Le titre de l’ouvrage
définit une période de 35 ans, de 1980 à 2015. Mais Yves Chemla précise qu’il
ne fait pas référence à une génération basée sur l’âge ni à un schéma basé sur
la date de parution des œuvres. Plutôt, il tente de dresser « le panorama
d’un moment de [la] présence littéraire » des auteurs. En fait, la
majorité d’entre eux sont nés avant 1980 et certains de leurs livres majeurs
datent avant cette année.
Yves Chemla arrange
les auteurs en trois groupes. Le premier groupe : D’Haiti Littéraire aux
années 1980 (Jacques Stephen Alexis, Marie Vieux-Chauvet, Franketienne,
Marie-Thérèse Colimon, Jean-Claude Fignolé, Anthony Phelps, Émile Ollivier, Gérard
Etienne, Georges Anglade, et Roland Paret) ; le deuxième groupe : En
France (Jean Metellus, Jean-Claude Charles, René Depestre, et Kouidor à New
York) ; et le troisième groupe : Un effet de génération (Joël Des
Rosiers, Dany Laferrière, Yanick Lahens, Marie-Célie Agnant, Evelyne Trouillot,
Michel Soukar, Lyonel Trouillot, Garry Victor, Kettly Mars, Margaret Papillon,
Dominique Batraville, Louis-Philippe Dalembert, Rodney Saint-Eloi, Jean-Euphèle
Milcé, Émmelie Prophète, Guy Régis Jr, James Noël, Marvin Victor, et Makenzy
Orcel).
Par le biais de cet
ouvrage Yves Chemla invite ses lecteurs à lire, avec perspicacité, afin de
déceler le tréfonds des œuvres.
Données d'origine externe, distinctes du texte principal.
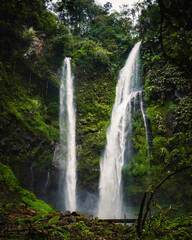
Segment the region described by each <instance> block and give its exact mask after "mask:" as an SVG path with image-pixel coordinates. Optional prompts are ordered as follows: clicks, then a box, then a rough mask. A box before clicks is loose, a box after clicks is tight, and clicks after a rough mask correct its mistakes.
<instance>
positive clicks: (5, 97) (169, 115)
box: [0, 0, 192, 240]
mask: <svg viewBox="0 0 192 240" xmlns="http://www.w3.org/2000/svg"><path fill="white" fill-rule="evenodd" d="M191 16H192V3H191V2H190V1H187V0H154V1H152V0H144V1H143V2H141V3H137V4H135V5H134V7H133V8H130V7H129V6H127V5H123V6H122V8H121V11H120V12H115V11H113V12H111V4H110V1H109V2H108V3H106V4H105V5H104V6H103V7H102V6H100V5H97V4H96V3H95V1H94V0H73V1H71V0H62V1H59V2H58V3H52V1H51V0H30V1H28V0H23V1H20V0H1V2H0V239H21V238H23V239H147V240H149V239H164V240H165V239H181V240H184V239H185V240H189V239H190V236H191V235H192V219H191V214H192V204H191V197H192V189H191V183H192V172H191V169H192V94H191V92H192V67H191V66H192V27H191ZM140 40H141V41H142V43H141V50H140V55H141V57H140V65H141V78H142V83H143V86H144V90H145V107H146V110H147V119H148V127H149V130H150V139H149V140H150V141H149V149H150V155H149V157H148V155H147V141H146V137H145V129H144V123H143V120H142V118H141V113H140V112H137V113H136V114H135V115H134V116H133V118H132V126H133V129H132V132H133V137H132V145H133V156H132V158H131V159H130V161H129V162H128V163H127V164H126V165H125V166H124V168H123V190H124V192H125V196H124V198H125V199H124V201H125V202H128V203H131V204H130V205H131V207H132V208H135V209H136V212H138V213H139V217H138V223H137V224H133V225H132V226H123V225H119V224H107V223H105V222H99V220H98V219H90V218H87V217H85V216H84V215H81V214H79V213H77V212H74V213H70V212H65V213H60V212H58V210H57V209H56V207H57V198H56V196H55V194H56V192H55V189H56V188H57V185H58V178H57V175H58V169H57V165H56V163H54V162H53V157H54V151H55V149H56V148H57V147H58V145H59V84H60V73H61V67H62V64H63V59H64V57H66V56H70V57H71V58H72V69H73V74H74V77H75V79H74V86H75V102H76V109H77V112H76V115H77V120H76V121H77V123H76V124H77V139H76V143H77V160H78V166H77V171H78V172H77V175H78V179H77V185H78V189H81V192H82V191H87V192H90V193H96V192H97V191H98V181H99V171H100V170H99V161H100V156H101V154H102V152H103V150H104V145H105V137H106V130H107V127H108V126H109V123H110V113H111V109H112V105H113V102H114V98H115V85H116V82H117V77H118V72H119V70H120V69H121V68H122V67H123V65H124V62H125V60H126V58H127V56H128V54H129V52H130V50H131V48H132V47H133V46H134V44H135V43H136V42H138V41H140ZM149 163H150V168H149ZM48 170H49V172H50V177H51V185H50V186H49V194H48V193H47V191H46V189H45V185H46V179H47V172H48ZM38 198H40V199H41V200H39V199H38ZM43 200H44V201H45V202H47V203H45V202H44V201H43ZM49 204H52V205H53V206H54V207H52V206H51V205H49ZM140 204H141V206H140ZM139 208H140V212H139ZM148 216H151V217H150V219H148Z"/></svg>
Malgré le titre, « [l]’objet de ce livre
n’est pas une histoire de la littérature. » En outre, l’auteur ne porte
pas un jugement de valeur, mais d’appréciation et de découverte. « La
posture choisie est d’être au plus près de la pédagogie et de l’approche
didactique. » Il insiste sur la compréhension et l’interprétation des
textes. « Expliquer, c’est déplier, c’est à dire identifier ce qui dans
les textes, dans le vers, la phrase, l’agencement des éléments, participe de la
construction du sens, souvent à l’insu même de l’écrivain. » Surtout quand
ce dernier laisse vibrer son âme au rythme des défis et complaintes du peuple.
Le livre commence
avec Jacques Roumain, René Dépestre, et Jacques Stephen Alexis, sur un ton
politique, «à partir des trois glorieuses et de la chute du gouvernement du
président Lescot... ». Puis il se concentre sur les romans d’Alexis et de
Marie Vieux-Chauvet, ce qui ouvre naturellement le champ sur la dictature de
François Duvalier, dont l’obstination répressive à « paralyser les
langues » va servir de source d’inspiration, dans un esprit de révolte,
aux auteurs inclus dans cet ouvrage, surtout ceux qui ont connu l’exil ou la
mort. Plus tard, un autre évènement majeur va inspirer artistes et écrivains
haïtiens: le séisme du 12 janvier 2010, suscitant un prodigieux élan de civisme
et de patriotisme.
Que ce soit les
affres de l’esclavage, la lutte des classes, l’obscurantisme de la dictature,
ou l’effet dévastateur du séisme, les thèmes chevauchant l’imaginaire haïtien
partagent un socle : l’amour pour la patrie. Que les auteurs résident en
Haïti ou qu’ils vivent en exil ou à l’étranger, le pays est toujours présent
dans leurs œuvres, dans toutes ses facettes et à travers toutes ses périodes fondatrices
et formatrices. D’autres thèmes plus universels sont aussi abordés, surtout
après la démise de la dictature : la place du sacré, la signification de
l’individu dans le monde, la notion de l’errance, etc.
Le point fort de cet
ouvrage est l’acuité des analyses de l’auteur, surtout son insistance à se fier
au texte même, à la structure des phrases ou des vers. Aussi parvient-il à en donner
des impressions fraiches et originales. Cependant, l’auteur s’attend à des
reproches « pour ses manques, comme pour ses partis pris » ou pour l’absence
de certains auteurs «dignes et importants ». Parlant de partis pris, les
livres ou les auteurs peu connus en France ou au Canada semblent avoir moins de
chance d’être inclus dans son ouvrage. Quant à l’absence de certains auteurs,
il faut quand même signaler, entre autres, celle de Christophe Philippe
Charles, le poète haïtien le plus prolifique des quarante dernières années.